When a police officer pulls you over, they may ask you to take a field sobriety test (FST). This is a series of physical tests designed to determine if you are impaired. But do you have the right to refuse this test?
It’s important to know the purpose of these tests and the consequences of taking or refusing them. The first step in protecting your rights is knowing what they are.
What are field sobriety tests?
An FST is a type of standardized test used by police officers to determine a person’s sobriety when suspected of driving under the influence. This type of test assesses motor skills and physical abilities that can be affected when inebriated. Such tests include:
- The walk-and-turn
- One-leg stand
- Horizontal gaze nystagmus
- Reciting the alphabet
If you choose to take an FST, it’s essential to understand that they are subjective tests. The officer administering them will decide whether or not you passed based on their own opinion. This means that even if you think you did well on the test, the officer could still decide you failed.

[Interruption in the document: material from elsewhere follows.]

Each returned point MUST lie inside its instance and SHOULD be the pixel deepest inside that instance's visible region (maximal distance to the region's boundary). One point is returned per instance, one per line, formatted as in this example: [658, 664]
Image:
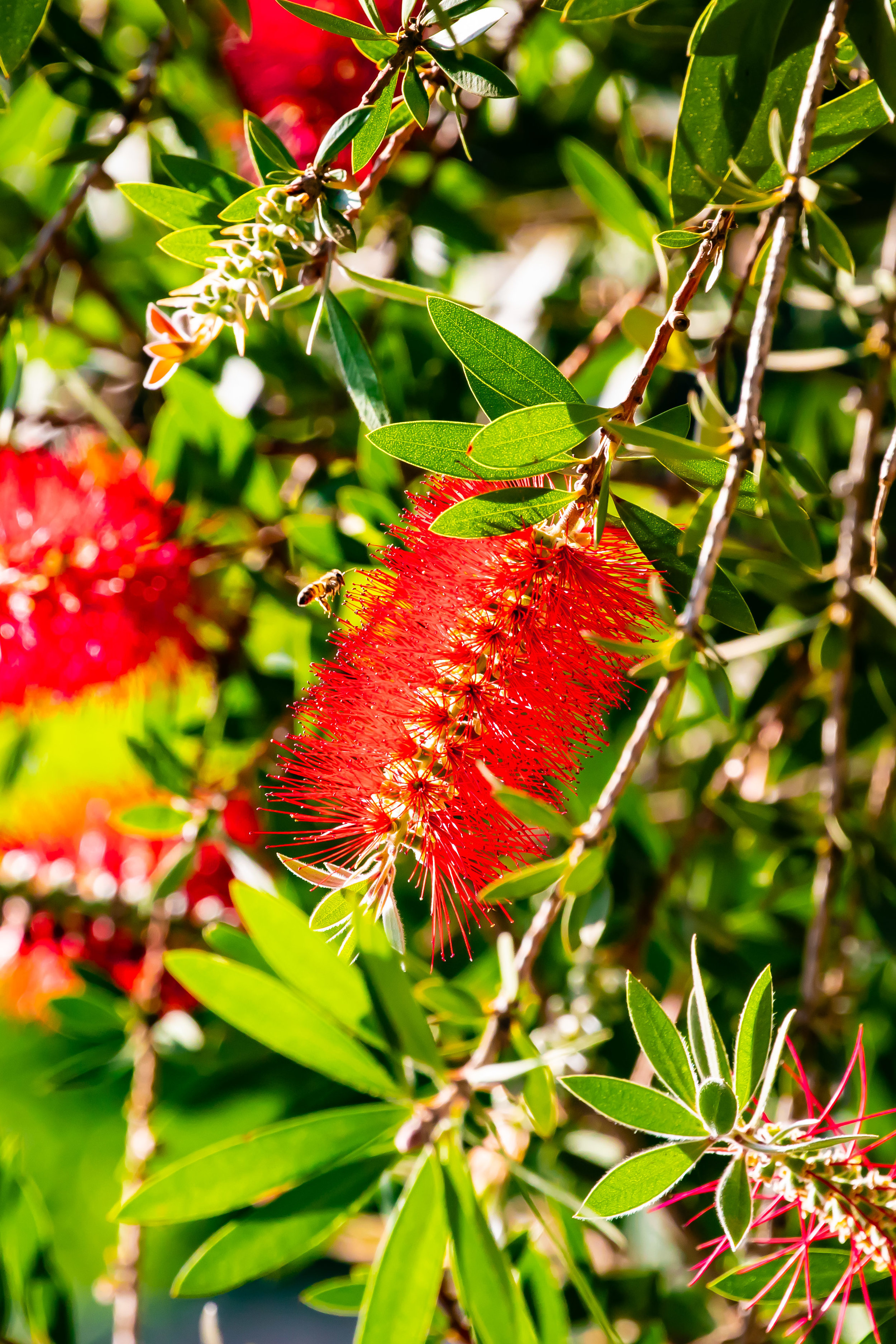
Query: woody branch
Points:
[747, 433]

However, you have the right to refuse any FSTs; in most cases, it’s best to exercise that right. If you have a medical condition or disability that might affect your ability to perform the test, or if you’re unable to understand the officer’s instructions, you may want to refuse the test. Additionally, if you know that you have consumed a significant amount of alcohol or drugs, taking the test may not be in your best interest as it could provide evidence of your intoxication.
If you do refuse a field sobriety test, it is important to remember to stay polite and cooperative with law enforcement officers. Refusing a test doesn’t mean you should be belligerent or uncooperative, as that may lead to additional charges.